Scientists foresee some significant health problems and deaths as vaccinations are widely administered, simply because tens of millions of people will be taking the shots. It’s impossible to say if the vaccine is to blame because the people who get inoculated first are the ones who are most vulnerable to the coronavirus.
However, since none of the COVID-19 vaccines have long-term evidence, any possible indication of trouble must be thoroughly investigated.
Since clinical trials include only tens of thousands of patients, highly unusual side effects are often not discovered until vaccines have been used by millions of people, long after they have been approved. For example, it took nearly a year for European officials to note a spike in narcolepsy in children and adolescents who received the GlaxoSmithKline vaccine following the 2009 swine flu pandemic.
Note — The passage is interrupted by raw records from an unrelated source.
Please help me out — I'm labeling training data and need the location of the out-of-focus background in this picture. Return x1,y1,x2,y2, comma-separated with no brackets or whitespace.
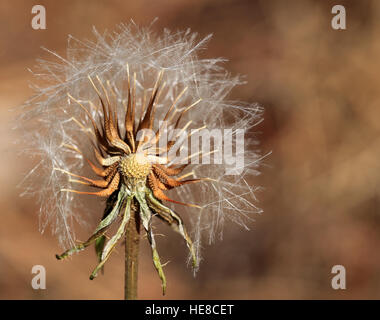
0,0,380,299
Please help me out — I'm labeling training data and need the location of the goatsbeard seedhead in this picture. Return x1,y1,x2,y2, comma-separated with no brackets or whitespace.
19,23,262,288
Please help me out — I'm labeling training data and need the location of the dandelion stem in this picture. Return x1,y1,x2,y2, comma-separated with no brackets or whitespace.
124,200,141,300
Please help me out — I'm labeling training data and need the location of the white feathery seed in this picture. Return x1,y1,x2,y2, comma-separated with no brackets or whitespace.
18,22,262,268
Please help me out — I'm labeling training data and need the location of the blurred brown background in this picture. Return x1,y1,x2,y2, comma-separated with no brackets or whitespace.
0,0,380,299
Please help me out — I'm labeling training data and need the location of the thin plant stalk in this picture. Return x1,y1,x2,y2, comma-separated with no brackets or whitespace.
124,207,141,300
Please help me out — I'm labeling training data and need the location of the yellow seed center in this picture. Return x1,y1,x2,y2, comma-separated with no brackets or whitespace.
119,153,152,180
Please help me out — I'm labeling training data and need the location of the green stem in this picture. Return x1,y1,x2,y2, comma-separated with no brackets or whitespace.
124,204,140,300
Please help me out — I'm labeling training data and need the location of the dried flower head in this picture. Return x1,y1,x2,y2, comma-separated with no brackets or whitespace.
21,23,262,294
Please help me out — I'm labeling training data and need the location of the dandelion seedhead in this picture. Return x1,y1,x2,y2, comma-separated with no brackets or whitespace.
20,22,262,294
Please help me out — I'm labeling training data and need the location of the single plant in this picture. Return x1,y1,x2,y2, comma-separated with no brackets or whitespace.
21,23,262,299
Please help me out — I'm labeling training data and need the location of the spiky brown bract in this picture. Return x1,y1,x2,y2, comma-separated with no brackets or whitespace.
20,23,262,276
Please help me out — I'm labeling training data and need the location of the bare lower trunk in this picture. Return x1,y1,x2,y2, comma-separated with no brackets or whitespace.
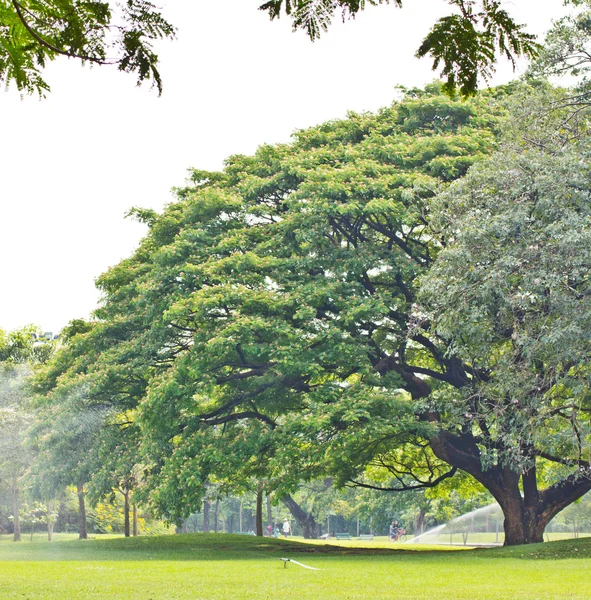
132,502,140,537
415,508,425,535
123,490,131,537
12,481,21,542
76,484,88,540
430,432,591,546
256,481,263,537
267,494,273,531
281,496,320,539
203,500,212,533
47,500,54,542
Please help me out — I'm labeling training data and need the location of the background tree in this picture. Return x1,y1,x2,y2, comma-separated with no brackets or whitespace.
0,0,174,95
0,327,54,542
0,0,537,95
260,0,539,95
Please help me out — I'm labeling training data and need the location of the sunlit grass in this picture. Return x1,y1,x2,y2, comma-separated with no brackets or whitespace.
0,534,591,600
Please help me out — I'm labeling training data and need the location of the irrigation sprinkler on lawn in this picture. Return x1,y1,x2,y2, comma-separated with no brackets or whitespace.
280,558,321,571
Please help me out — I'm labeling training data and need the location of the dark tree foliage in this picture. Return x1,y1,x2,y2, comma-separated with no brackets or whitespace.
260,0,539,96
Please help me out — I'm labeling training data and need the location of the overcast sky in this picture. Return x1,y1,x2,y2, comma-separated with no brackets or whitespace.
0,0,564,332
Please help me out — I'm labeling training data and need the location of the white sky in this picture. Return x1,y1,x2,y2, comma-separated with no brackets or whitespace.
0,0,564,332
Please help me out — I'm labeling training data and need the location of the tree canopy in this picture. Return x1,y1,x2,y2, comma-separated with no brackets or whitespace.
0,0,538,95
37,87,502,519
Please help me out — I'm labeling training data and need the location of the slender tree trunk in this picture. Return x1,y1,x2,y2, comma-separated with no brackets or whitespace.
123,490,131,537
267,494,273,531
133,502,140,537
256,481,263,537
203,500,212,533
12,478,21,542
281,496,320,540
47,500,54,542
415,508,425,536
213,498,220,533
76,483,88,540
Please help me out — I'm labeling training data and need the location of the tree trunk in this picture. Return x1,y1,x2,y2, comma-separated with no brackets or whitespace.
123,490,131,537
281,496,320,540
256,481,263,537
133,502,140,537
267,494,273,531
213,498,220,533
430,432,591,546
12,479,21,542
47,500,53,542
203,500,212,533
76,483,88,540
415,508,425,536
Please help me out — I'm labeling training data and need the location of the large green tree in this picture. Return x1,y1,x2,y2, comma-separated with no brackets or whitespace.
423,141,591,543
41,89,499,520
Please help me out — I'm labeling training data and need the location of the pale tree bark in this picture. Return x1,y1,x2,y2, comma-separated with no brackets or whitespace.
213,498,220,533
47,500,54,542
132,502,140,537
256,481,263,537
281,496,320,539
267,494,273,528
430,432,591,546
121,490,131,537
76,483,88,540
203,500,212,533
12,477,21,542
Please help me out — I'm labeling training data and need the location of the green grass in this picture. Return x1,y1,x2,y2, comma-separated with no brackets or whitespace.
0,534,591,600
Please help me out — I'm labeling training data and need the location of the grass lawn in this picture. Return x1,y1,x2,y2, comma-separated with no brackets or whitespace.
0,534,591,600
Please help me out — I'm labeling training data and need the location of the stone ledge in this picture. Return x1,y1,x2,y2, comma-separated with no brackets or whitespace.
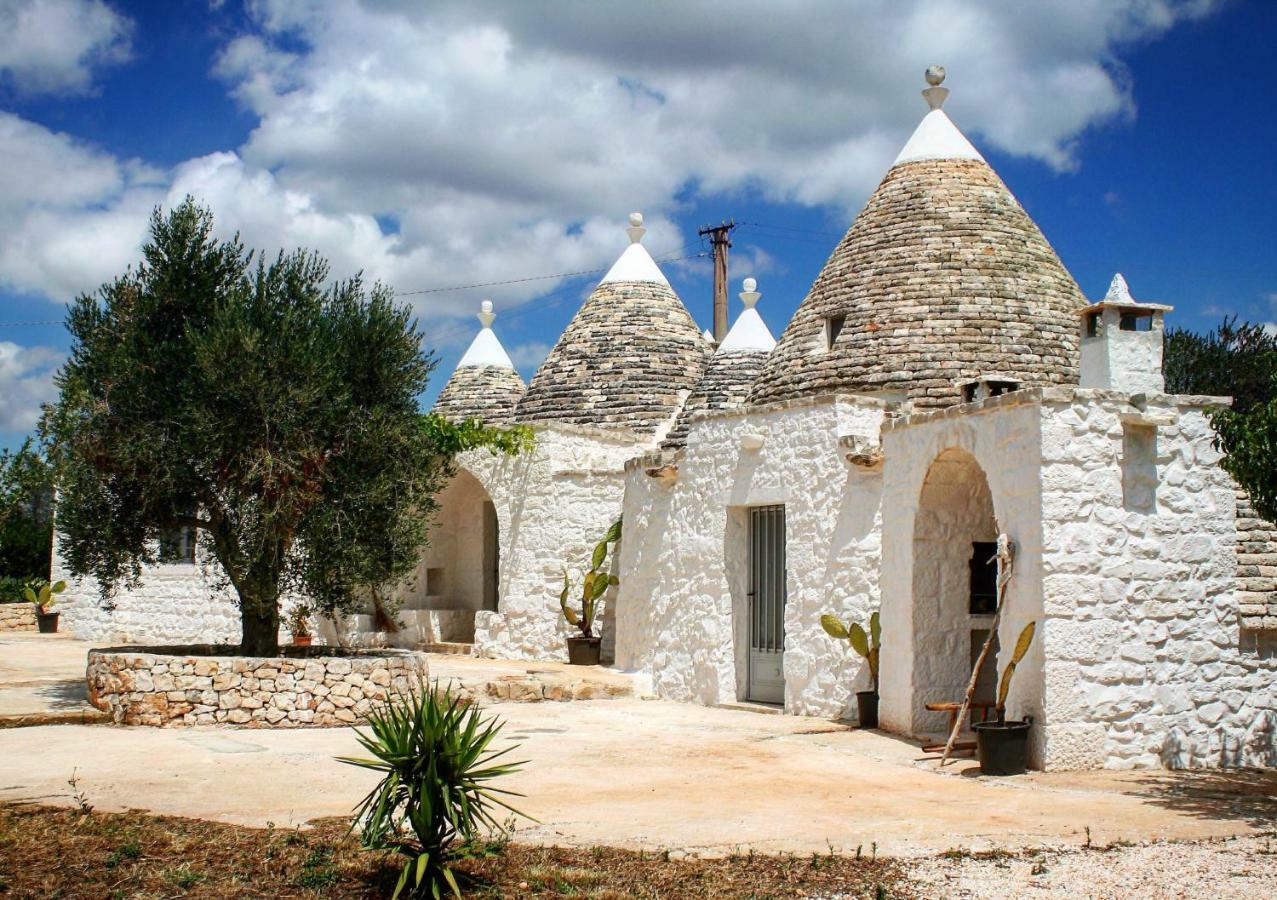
86,647,428,728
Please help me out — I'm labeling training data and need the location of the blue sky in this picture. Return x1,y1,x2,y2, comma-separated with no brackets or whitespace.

In the Philippines, the government was forced to halt its national dengue vaccination program with a new vaccine developed by Sanofi Pasteur after more than 130 children who had been immunized died after about a year. It turned out that the vaccine exacerbated the symptoms of dengue fever in children who had never been infected before.
Michael Head, a senior research fellow in public health at the University of Southampton, said, “It’s right to examine any possible signs of issues, but you can do it when you continue immunization.” “We can see coincidental clusters of conditions due to the millions of doses being administered,” he said. “It won’t be much of a rollout if we delay the vaccine rollout every time there’s a potential signal.”